Cuando cayó la noche, Karissa se dedicó a ayudar a las ancianas y las madres en transportar la comida, el agua, le gustaba ayudarles, le hacía recordar que ella tenía una madre de la cual no recordaba su rostro, pero podía sentir ese sentir en el pecho. Cada noche se sorprendía de ver las estrellas y algunas veces sentía que no veía el mismo, como una doble visión se anteponía ante ella, las constelaciones parecían moverse y cuando ella parpadeaba pensando que se quedaría dormidas, las estrellas seguían en su lugar.

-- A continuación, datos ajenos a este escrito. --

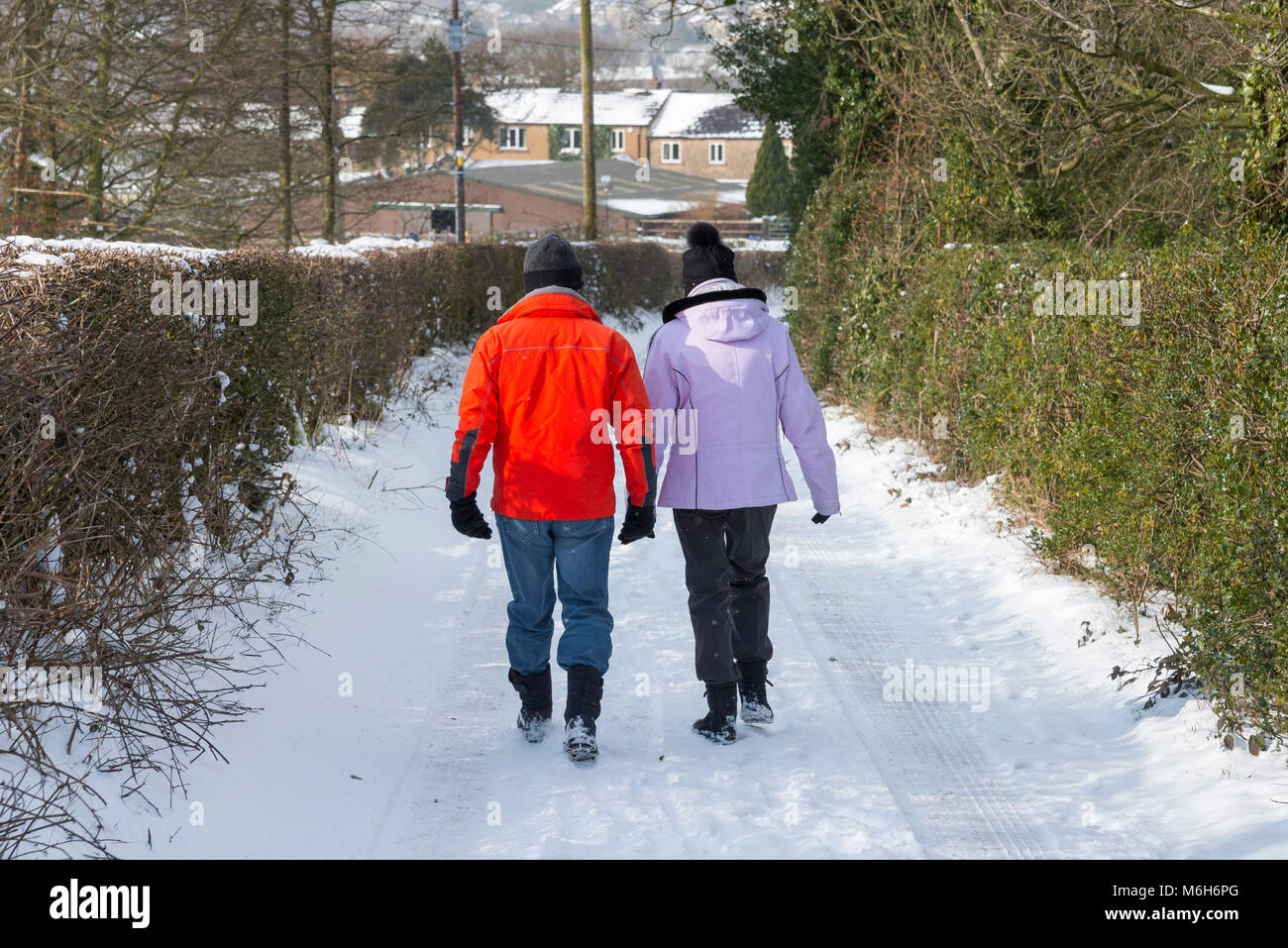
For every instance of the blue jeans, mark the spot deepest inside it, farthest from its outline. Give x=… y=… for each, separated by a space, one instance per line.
x=578 y=550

Suspiró y dejó que la brisa la envolviera. Cada día, cada tarde, cada noche no paraba de entrenar, sus pies eran un problema en principio pero pronto logró tener el poder sobre ellos, sus instintos ya estaba despiertos. Sólo faltaba un día para la gran bendición y lo que el destino fuese lo que planeara con ellas, debían moverse pronto, aunque, no sin antes dejar a su pueblo con todo lo necesario para su regreso.

Las ancianas preparaban las ropas de sus hijas, la reina Antíope les pidió dormir dentro de su carpa mientras la bruja cantaba canciones de cunas y el fuego crepitaba; entre la luz y la melodía, una fuerza divina besaba a cada una de sus futuras hijas, mientras la reina Antíope miraba fascinada a su amante fortuito.

—Hiciste un gran trabajo —murmuró este cuando llegó a su lado.

—Lo sé —un suave beso en sus labios fue depositado.